Der Stutzen 21 trägt beidseitig abstehende Stege in Verlängerung seiner Stirnfläche
und einen aus der Stirnfläche geringfügig vorstehenden Dichtungsring. Als Verschluss
22 dient ein etwa klammer- bzw. C-förmiger Körper, der von der Seite aufgeschoben
wird, wobei er die Stege hintergreift.
[0023] Die Nachfüllungen 20 werden kopfstehend in einen Spender eingesetzt, der ein Gehäuse
1 mit einer öffenbaren, vorderen Abdeckung 2 versehen ist. Die Abdeckung 2, der in
Fig. 1 nur einen oberen Bereich angedeutet ist, ist insbesondere verschwenkbar angeordnet,
sodass sie nach oben oder unten geklappt werden kann. Der in Fig. 1 dargestellte Spender
weist im Unterteil eine Ausgabeeinheit 13 für das fließfähige Produkt auf. Die Ausgabeeinheit
13 kann beispielsweise eine Fördereinrichtung 16, vorzugsweise eine Dosierpumpe, zum
Fördern des fließfähigen Produktes aus der Nachfüllung 20 (Fig. 4) zu einer Abgabestelle
14 (Fig. 1) aufweisen. Zwischen der Nachfüllung 20 und der Abgabestelle 14 kann das
fließfähige Produkt temporär in einem Zwischenbehälter 17 aufbewahrt werden. An der
Oberseite des Zwischenbehälters 17 ist ein Anschlusselement 9 mit einer Öffnung vorgesehen,
an das die Nachfüllung 20 angedockt werden kann. Da die Nachfüllung 20 durch einen
Schiebeverschluss 22 verschlossen ist, erfolgt dies durch Verschieben der Nachfüllung
20, d. h. durch Einschieben des Stutzens 21 in das Anschlusselement 9, wobei der Schiebeverschluss
22 abgestreift wird und in einer vor dem Anschlusselement 9 vorgesehenen Vertiefung,
die nachfolgend Depot 23 genannt wird, liegen bleibt, wie aus den Figuren 1 bis 3
ersichtlich ist.
[0024] Das Depot 23 ist durch Stege begrenzt, sodass es den Verschluss 22 formschlüssig
aufnimmt.

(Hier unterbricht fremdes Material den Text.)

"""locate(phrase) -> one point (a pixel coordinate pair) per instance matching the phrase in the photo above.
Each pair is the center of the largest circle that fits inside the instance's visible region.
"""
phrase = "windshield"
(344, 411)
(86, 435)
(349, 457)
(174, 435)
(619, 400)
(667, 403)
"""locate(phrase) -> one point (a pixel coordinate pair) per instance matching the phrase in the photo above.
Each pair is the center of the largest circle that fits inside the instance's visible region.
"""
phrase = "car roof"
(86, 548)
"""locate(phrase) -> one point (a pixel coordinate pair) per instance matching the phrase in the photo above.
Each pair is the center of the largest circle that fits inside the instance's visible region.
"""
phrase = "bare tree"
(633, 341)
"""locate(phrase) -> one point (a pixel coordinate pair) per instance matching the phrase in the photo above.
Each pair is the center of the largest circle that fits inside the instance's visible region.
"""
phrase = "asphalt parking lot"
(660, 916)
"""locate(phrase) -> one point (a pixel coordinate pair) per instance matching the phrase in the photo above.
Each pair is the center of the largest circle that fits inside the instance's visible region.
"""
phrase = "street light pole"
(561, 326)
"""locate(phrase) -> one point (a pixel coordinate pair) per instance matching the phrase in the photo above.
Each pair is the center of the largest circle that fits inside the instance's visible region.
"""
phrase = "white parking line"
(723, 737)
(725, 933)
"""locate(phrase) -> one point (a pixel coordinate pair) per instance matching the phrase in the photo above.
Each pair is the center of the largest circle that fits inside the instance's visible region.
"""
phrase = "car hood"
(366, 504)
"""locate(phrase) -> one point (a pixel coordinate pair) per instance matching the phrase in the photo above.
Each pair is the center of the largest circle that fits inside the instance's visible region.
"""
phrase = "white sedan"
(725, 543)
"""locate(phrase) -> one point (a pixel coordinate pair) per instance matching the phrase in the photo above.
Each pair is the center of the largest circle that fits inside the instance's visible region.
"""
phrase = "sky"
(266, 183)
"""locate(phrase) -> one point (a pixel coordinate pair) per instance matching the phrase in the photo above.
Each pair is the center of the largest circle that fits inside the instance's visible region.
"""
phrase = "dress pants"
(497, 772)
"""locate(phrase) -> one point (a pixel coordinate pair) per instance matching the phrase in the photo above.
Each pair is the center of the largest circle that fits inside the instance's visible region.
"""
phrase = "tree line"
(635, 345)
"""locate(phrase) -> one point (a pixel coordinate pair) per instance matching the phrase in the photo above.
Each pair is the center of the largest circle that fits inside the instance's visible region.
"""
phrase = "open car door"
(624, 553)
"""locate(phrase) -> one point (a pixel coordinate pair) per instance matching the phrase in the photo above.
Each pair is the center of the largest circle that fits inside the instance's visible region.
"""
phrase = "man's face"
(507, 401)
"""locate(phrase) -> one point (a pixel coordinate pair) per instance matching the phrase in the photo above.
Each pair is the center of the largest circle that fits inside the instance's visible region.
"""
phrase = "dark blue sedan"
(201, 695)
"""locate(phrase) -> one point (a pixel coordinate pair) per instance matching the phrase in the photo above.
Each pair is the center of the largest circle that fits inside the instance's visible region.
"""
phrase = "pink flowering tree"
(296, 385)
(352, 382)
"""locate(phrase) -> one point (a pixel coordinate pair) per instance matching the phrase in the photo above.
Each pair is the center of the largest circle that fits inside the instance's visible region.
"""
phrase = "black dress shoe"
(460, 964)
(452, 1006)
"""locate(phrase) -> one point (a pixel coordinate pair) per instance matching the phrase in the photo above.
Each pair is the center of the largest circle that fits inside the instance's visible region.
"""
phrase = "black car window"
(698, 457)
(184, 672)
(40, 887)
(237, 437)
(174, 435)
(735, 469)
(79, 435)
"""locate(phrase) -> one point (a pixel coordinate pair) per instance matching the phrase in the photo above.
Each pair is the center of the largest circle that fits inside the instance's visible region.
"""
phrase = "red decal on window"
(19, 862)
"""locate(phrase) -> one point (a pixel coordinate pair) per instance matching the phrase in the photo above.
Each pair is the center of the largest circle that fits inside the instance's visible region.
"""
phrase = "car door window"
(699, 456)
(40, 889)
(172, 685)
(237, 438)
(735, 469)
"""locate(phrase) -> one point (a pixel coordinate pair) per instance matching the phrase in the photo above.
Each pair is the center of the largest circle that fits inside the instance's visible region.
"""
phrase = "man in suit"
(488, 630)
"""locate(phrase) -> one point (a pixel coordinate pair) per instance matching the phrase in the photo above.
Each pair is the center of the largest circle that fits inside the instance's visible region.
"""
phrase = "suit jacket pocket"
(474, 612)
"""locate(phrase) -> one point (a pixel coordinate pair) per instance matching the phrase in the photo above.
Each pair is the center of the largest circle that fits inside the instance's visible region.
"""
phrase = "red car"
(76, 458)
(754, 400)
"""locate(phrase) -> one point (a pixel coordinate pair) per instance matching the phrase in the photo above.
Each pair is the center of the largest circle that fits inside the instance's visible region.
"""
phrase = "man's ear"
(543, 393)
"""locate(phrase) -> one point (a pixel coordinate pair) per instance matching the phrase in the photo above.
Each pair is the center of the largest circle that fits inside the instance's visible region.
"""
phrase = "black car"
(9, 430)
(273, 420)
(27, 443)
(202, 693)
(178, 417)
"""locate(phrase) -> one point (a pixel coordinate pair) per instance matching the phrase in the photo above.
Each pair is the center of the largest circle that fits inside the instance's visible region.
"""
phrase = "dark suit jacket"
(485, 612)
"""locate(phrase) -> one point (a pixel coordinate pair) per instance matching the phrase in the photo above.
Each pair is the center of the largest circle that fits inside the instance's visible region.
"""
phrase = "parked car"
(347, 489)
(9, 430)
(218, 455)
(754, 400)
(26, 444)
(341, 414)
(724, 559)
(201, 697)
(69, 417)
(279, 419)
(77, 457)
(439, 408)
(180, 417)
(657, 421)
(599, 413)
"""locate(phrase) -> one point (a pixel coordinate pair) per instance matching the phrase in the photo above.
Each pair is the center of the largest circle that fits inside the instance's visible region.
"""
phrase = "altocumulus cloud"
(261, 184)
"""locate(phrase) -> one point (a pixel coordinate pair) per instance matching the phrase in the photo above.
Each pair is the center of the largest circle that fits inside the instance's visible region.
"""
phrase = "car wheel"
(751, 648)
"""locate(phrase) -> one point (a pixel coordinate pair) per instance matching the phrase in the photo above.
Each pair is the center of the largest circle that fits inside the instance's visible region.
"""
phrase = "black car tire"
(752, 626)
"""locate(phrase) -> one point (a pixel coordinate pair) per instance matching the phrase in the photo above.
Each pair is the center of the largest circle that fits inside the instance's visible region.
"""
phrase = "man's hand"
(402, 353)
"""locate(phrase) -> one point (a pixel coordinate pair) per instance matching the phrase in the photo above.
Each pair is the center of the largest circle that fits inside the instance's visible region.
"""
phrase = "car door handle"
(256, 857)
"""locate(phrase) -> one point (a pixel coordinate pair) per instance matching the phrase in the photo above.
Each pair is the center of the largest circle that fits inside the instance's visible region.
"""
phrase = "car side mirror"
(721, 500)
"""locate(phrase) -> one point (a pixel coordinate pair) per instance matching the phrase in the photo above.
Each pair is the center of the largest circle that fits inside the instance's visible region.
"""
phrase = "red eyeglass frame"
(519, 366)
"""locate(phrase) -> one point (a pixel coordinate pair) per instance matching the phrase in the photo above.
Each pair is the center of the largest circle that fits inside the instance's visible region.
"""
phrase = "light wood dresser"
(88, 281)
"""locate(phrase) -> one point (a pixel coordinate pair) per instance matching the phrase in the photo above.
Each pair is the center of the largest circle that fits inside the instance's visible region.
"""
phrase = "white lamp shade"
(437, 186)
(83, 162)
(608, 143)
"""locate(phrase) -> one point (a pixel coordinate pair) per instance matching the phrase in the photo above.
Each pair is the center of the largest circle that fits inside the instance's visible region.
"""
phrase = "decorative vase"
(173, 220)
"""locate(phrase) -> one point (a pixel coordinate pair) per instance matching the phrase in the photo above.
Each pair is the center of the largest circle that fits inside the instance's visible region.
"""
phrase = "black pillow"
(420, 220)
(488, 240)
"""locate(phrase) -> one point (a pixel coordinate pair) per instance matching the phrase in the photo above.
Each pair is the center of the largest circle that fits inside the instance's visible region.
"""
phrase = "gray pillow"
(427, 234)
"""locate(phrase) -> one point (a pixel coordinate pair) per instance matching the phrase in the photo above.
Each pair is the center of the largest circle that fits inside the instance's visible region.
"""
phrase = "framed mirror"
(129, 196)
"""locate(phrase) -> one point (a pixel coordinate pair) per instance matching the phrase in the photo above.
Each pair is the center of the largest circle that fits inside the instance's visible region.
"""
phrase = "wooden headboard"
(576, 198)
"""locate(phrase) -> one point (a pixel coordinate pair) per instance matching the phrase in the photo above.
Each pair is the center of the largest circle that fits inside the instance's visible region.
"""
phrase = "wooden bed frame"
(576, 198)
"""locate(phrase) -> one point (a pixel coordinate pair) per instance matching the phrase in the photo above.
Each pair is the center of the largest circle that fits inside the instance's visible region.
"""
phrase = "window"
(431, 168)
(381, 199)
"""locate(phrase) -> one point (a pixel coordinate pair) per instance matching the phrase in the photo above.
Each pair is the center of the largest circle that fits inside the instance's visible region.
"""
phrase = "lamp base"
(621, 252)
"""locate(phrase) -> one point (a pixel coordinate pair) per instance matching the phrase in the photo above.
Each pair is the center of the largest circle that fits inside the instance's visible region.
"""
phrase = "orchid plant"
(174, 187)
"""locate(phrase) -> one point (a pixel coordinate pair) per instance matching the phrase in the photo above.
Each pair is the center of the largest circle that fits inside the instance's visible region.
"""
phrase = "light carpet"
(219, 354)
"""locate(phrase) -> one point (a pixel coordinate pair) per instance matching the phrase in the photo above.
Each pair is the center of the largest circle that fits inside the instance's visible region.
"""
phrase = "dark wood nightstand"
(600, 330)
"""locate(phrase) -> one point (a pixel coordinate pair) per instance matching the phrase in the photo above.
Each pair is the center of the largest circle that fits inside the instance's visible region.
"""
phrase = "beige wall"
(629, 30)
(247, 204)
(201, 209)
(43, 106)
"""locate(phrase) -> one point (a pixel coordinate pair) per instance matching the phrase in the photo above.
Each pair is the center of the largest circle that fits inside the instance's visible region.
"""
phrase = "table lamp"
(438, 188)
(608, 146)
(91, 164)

Dadurch schiebt sich die Nachfüllung 20 bei der Entnahme wieder auf den
Verschluss auf und kann wiederverschlossen aus dem Spender entfernt werden. Die Nachfüllung
20 kann daher auch noch teilgefüllt getauscht werden, ohne dass eine Teilmenge verloren
geht.
[0025] Das Einschieben einer gefüllten Nachfüllung 20 in das Anschlusselement 9 bedarf eines
bestimmten Kraftaufwandes, da der ober erwähnte Dichtungsring, der den Schiebeverschluss
22 dichtet, mit in das Anschlusselement 9 eingeschoben wird und dort die Abdichtung
zum Anschlusselement 9 bewirkt. Insbesondere wenn die Nachfüllung 20 aus einem flexiblen
Material besteht, wird sie beim Einschieben in den Spender nur durch die Verstärkung
des Bodens stabilisiert.
[0026] Um nun die Handhabung der Nachfüllung 20 zu erleichtern, ist im Gehäuse 1 eine in
der Art einer Schublade verschiebbare Aufnahme 3 für die Nachfüllung vorgesehen.
[0027] Die Aufnahme 3 weist einen Boden 5 mit einer Öffnung 8 und eine vordere und eine
hintere Seitenwand 4 zur Anlage der kopfstehend eingesetzten Nachfüllung 20 auf. Zudem
weist die Aufnahme 3 zwei laterale Seitenwände 15 zur Anlage an der kopfstehend eingesetzten
Nachfüllung 20 auf, wobei sich die laterale Seitenwände 15 nur über einen Teil der
Seite der Aufnahme 3 erstrecken. Links und rechts ist die Aufnahme 3 weitgehend offen.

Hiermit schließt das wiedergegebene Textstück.